You probably haven’t heard of Apache Hadoop before, unless you work within the world of Big Data. In that case, you already how big a deal it has become in the past few years, but for those who are new to the term, that’s due to the fact that Hadoop is one of those computer technologies that sits behinds the scenes, out of the limelight.
Hadoop is an open source framework that enables data-intensive distributed applications to efficiently process gigantic amounts of data. It’s an open source implementation of the MapReduce approach to processing data. MapReduce was invented at Google, in order to deal with the massive quantities of data necessary to index the web.
Typically implemented on large clusters of hundreds, or sometimes thousands, of computers, the Hadoop MapReduce runtime is tasked with partitioning the incoming data, then scheduling program execution spread among the entire set of machines, all the while taking care of inter-machine communication and any sort of machine failure that may occur.

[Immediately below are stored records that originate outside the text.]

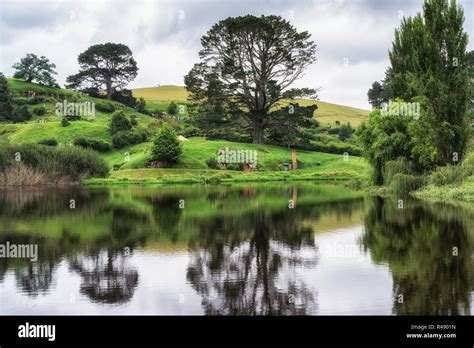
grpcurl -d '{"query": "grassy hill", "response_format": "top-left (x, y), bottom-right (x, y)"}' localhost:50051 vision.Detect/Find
top-left (0, 79), bottom-right (370, 185)
top-left (132, 85), bottom-right (370, 126)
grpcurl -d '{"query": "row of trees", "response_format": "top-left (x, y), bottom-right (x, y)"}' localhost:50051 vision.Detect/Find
top-left (5, 15), bottom-right (320, 146)
top-left (359, 0), bottom-right (471, 184)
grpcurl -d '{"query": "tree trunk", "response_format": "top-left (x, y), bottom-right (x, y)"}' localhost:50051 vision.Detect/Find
top-left (106, 80), bottom-right (113, 100)
top-left (252, 118), bottom-right (264, 144)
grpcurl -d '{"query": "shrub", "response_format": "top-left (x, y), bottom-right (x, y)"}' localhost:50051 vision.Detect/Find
top-left (32, 105), bottom-right (47, 116)
top-left (427, 164), bottom-right (473, 186)
top-left (110, 110), bottom-right (131, 134)
top-left (11, 97), bottom-right (32, 106)
top-left (206, 157), bottom-right (219, 169)
top-left (0, 144), bottom-right (108, 184)
top-left (61, 118), bottom-right (70, 127)
top-left (167, 101), bottom-right (178, 115)
top-left (73, 138), bottom-right (111, 152)
top-left (130, 115), bottom-right (138, 126)
top-left (111, 89), bottom-right (137, 108)
top-left (338, 123), bottom-right (353, 141)
top-left (112, 131), bottom-right (131, 148)
top-left (225, 163), bottom-right (243, 171)
top-left (38, 139), bottom-right (58, 146)
top-left (11, 105), bottom-right (32, 123)
top-left (95, 100), bottom-right (116, 113)
top-left (136, 97), bottom-right (146, 113)
top-left (151, 124), bottom-right (182, 164)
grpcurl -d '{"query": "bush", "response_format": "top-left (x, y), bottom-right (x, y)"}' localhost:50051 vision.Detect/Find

While the software library is a framework allowing for the distributed processing of very large data sets across these clusters, it’s also able to detect and handle failures at the application layer, which provides a high-availability system architecture.
To give you an idea of the scale involved, Yahoo! now has over 42,000 servers in 1,200 racks running Hadoop in four data centers, with the largest single cluster comprised of 4,000 servers that process over 16 petabytes of data. Facebook, another major user of Hadoop, believes they have the world’s largest collection of data stored on the Hadoop Distributed File System (HDFS), over 100 petabytes worth, spread out over 100 different clusters across its data centers.

And how is all this data stored? Historically that job was assigned to hard drives. Lots of them, to be sure, but the best option available has been spinning disks. That’s beginning to shift with the advent of high-density SSD storage from companies such as Fusion-io, XtremIO and Violin Memory.
According to Don Basile, CEO of Violin Memory, big data applications involving Hadoop could run faster and more efficiently with Violin’s flash arrays as servers wouldn’t wait so long for I/O. He can see the number of servers needed by Hadoop apps being cut by a factor of ten because of this, lowering the cost of a Hadoop-capable server-storage infrastructure.
And don’t assume this advanced technology is confined to social networks or enterprise applications. As the volume of data streaming from aerial surveillance platforms continues to grow exponentially, government & defense applications dealing with image and video storage and analysis will become prime targets for Apache Hadoop on systems such as Trenton’s TSS5203 rackmount storage server.